The Daily Mail claims this scoop as an EXCLUSIVE, and opens its report all out of breath:
Supreme Court Justice nominee Neil Gorsuch founded and led a student group called the ‘Fascism Forever Club’ at his elite high school, DailyMail.com can reveal.
The club was set up to rally against the ‘left-wing tendencies’ of his professors while attending a Jesuit all-boys preparatory high school near Washington D.C.
The name may be inconvenient for a Supreme Court nominee facing a tough confirmation battle. However it also shows the depth of Gorscuch’s right-wing credentials – and his penchant for mischief while attending his exclusive prep school in the 1980s.
My, my, my. The report goes on to present more damning evidence, including our shameful feature image, in which Gorsuch poses with William F. Buckley, Jr.’s 1959 book Up from Liberalism, described darkly by Daily Mail as “a key text of the conservative movement.” Daily Mail also feels compelled to point out that Gorsuch is “kicking back in a chair in a button-down shirt and tie” for this interlude with the Buckley book, which in tone and superfluity is rather like pointing out that Michelangelo’s David is “standing unclothed, looking to his left, with a sling over his shoulder.”

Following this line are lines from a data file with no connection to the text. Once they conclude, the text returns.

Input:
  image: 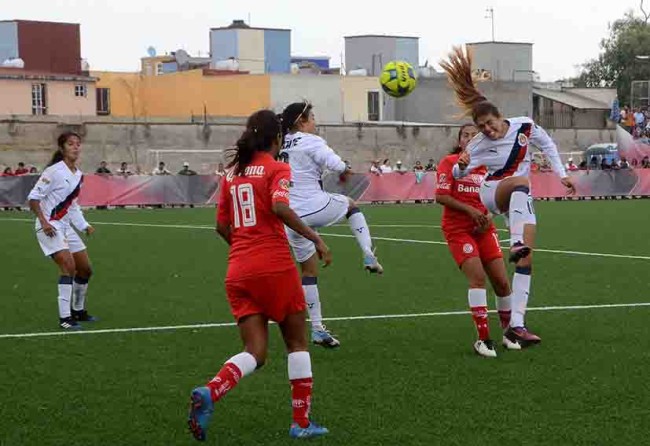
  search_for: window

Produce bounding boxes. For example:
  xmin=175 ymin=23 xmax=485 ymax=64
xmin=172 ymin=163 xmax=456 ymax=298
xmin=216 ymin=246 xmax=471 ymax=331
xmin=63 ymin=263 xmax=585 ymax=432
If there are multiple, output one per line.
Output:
xmin=97 ymin=88 xmax=111 ymax=115
xmin=32 ymin=84 xmax=47 ymax=115
xmin=368 ymin=91 xmax=379 ymax=121
xmin=74 ymin=84 xmax=88 ymax=98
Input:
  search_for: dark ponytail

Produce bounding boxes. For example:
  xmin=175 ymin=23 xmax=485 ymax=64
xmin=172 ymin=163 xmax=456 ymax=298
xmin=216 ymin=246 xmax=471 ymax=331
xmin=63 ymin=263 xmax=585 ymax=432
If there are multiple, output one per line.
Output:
xmin=47 ymin=132 xmax=81 ymax=167
xmin=227 ymin=110 xmax=282 ymax=175
xmin=450 ymin=123 xmax=476 ymax=155
xmin=282 ymin=102 xmax=314 ymax=137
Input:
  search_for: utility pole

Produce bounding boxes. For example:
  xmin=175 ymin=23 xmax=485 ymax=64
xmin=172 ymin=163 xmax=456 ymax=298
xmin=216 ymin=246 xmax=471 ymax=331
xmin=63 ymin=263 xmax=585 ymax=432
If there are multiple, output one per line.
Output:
xmin=485 ymin=6 xmax=496 ymax=42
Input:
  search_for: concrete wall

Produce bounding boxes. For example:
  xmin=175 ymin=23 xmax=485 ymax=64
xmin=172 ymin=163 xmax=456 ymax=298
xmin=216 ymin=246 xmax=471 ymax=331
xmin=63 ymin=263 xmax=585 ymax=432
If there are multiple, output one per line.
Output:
xmin=0 ymin=22 xmax=18 ymax=63
xmin=0 ymin=116 xmax=616 ymax=173
xmin=383 ymin=77 xmax=533 ymax=124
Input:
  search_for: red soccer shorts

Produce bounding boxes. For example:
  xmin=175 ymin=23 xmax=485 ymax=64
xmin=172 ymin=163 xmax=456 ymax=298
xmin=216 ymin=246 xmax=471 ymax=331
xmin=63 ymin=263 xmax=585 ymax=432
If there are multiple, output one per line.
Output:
xmin=226 ymin=268 xmax=306 ymax=322
xmin=445 ymin=228 xmax=503 ymax=268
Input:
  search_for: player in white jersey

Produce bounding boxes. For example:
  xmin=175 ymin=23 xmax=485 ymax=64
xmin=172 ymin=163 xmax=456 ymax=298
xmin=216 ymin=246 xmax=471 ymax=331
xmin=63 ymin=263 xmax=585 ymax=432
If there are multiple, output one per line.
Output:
xmin=280 ymin=102 xmax=383 ymax=347
xmin=441 ymin=47 xmax=575 ymax=347
xmin=28 ymin=132 xmax=96 ymax=330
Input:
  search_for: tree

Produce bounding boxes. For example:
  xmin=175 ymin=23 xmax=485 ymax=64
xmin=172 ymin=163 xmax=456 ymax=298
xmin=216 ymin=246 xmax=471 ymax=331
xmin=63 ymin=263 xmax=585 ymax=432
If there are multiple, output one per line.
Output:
xmin=578 ymin=4 xmax=650 ymax=105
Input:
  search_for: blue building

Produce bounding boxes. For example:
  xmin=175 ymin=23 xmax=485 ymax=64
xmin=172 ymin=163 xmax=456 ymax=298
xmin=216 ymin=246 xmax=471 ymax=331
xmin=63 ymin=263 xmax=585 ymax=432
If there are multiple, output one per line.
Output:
xmin=210 ymin=20 xmax=291 ymax=74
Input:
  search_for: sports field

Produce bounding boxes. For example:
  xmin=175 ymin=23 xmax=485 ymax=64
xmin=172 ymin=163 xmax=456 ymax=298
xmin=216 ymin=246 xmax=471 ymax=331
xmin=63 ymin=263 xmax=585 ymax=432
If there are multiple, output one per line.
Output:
xmin=0 ymin=200 xmax=650 ymax=446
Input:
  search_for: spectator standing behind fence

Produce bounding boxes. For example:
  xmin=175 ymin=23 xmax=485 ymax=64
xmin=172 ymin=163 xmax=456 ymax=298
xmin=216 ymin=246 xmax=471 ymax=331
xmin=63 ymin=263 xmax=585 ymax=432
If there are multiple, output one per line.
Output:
xmin=151 ymin=161 xmax=172 ymax=175
xmin=370 ymin=160 xmax=381 ymax=176
xmin=381 ymin=158 xmax=393 ymax=173
xmin=214 ymin=163 xmax=226 ymax=177
xmin=566 ymin=158 xmax=578 ymax=172
xmin=393 ymin=160 xmax=408 ymax=175
xmin=95 ymin=161 xmax=111 ymax=175
xmin=117 ymin=161 xmax=133 ymax=178
xmin=178 ymin=161 xmax=196 ymax=175
xmin=14 ymin=161 xmax=29 ymax=176
xmin=413 ymin=161 xmax=426 ymax=184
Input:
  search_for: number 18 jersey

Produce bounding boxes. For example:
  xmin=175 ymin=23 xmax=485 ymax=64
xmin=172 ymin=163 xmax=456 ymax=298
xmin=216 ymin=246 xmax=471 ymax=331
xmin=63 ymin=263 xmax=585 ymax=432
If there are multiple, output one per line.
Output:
xmin=217 ymin=152 xmax=295 ymax=281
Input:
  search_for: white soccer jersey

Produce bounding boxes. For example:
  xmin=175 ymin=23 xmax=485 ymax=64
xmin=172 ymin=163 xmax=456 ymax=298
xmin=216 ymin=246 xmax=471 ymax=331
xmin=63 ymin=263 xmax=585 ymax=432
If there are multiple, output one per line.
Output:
xmin=280 ymin=132 xmax=346 ymax=216
xmin=453 ymin=117 xmax=567 ymax=181
xmin=27 ymin=161 xmax=89 ymax=231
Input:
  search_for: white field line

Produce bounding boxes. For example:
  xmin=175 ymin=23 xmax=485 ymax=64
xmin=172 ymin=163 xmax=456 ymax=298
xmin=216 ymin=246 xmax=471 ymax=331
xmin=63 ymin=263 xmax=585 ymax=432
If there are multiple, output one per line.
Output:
xmin=0 ymin=302 xmax=650 ymax=339
xmin=0 ymin=218 xmax=650 ymax=260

Now, full disclosure. I, too, read Up from Liberalism in high school (although never, to the best of my recollection, kicking back in a chair in a button-down shirt and tie. In fact, I’m quite certain about the button-down shirt and tie part, as I have never worn such an ensemble in my life).
So judge as you will, moving forward here. Daily Mail develops its case against Gorsuch — and I promise you, this is not an Onion parody:
The yearbook described the ‘Fascism Forever Club’ as an anti-faculty student group that battled against the ‘liberal’ views of the school administration.
‘In political circles, our tireless President Gorsuch’s “Fascism Forever Club” happily jerked its knees against the increasingly “left-wing” tendencies of the faculty,’ said the yearbook.
It is not the only example of Gorsuch’s early conservative political views. One yearbook photo showed the high school senior kicking back in a chair in a button-down shirt and tie while reading William F. Buckley’s 1959 book ‘Up from Liberalism’, a key text of the conservative movement.
Another photo shows Gorsuch leaning over a railing with his tie undone while sticking his tongue out at the camera.
Aha! Caught in the act! I believe leaning over a railing with your tie undone while sticking your tongue out at the camera is a classic secret sign of early conservative political views. The only thing more nefarious may be that Freemason hand signal that everyone from Mahmoud Ahmadinejad to Tony Blair to Laura Bush is supposed to have flashed in public at one time or another, reportedly as a way of communicating with the Illuminati mothership.
I am happy to be able to report that the “Fascism Forever Club” business is a load of bull. It was a load of bull at the time: a running joke — not an actual club — during Neil Gorsuch’s career as a prepster with the Jesuits. This has been confirmed by multiple sources, including a teacher, Steve Ochs, who was the faculty adviser for the student government at Georgetown Prep. (Gorsuch was student body president as a senior.)
John Sexton has the fully documented skinny at Hot Air; here’s his money quote from Ochs, speaking to America Magazine:
It was “a total joke,” said Steve Ochs, a history teacher at Georgetown Prep who was the student government advisor during Mr. Gorsuch’s junior and senior years at the Bethesda, Md., school.
“There was no club at a Jesuit school about young fascists,” he told America. “The students would create fictitious clubs; they would have fictitious activities. They were all inside jokes on their senior pages.”
It seems like some little voice would have to tell you — if you were a person of common sense — that nobody would found a “fascism” club in an American prep school in the 1980s and brag about it in a yearbook.
But our friends on the left can’t seem to tell reality from fevered fiction today. Either that, or they’re willing to make complete fools of themselves retailing rank nonsense that takes no more than five minutes to debunk. I have to wonder if they understand the extent to which they are foreclosing their own future. If they do stumble onto definitively damning information about a Trump official or nominee now, who’s going to believe them?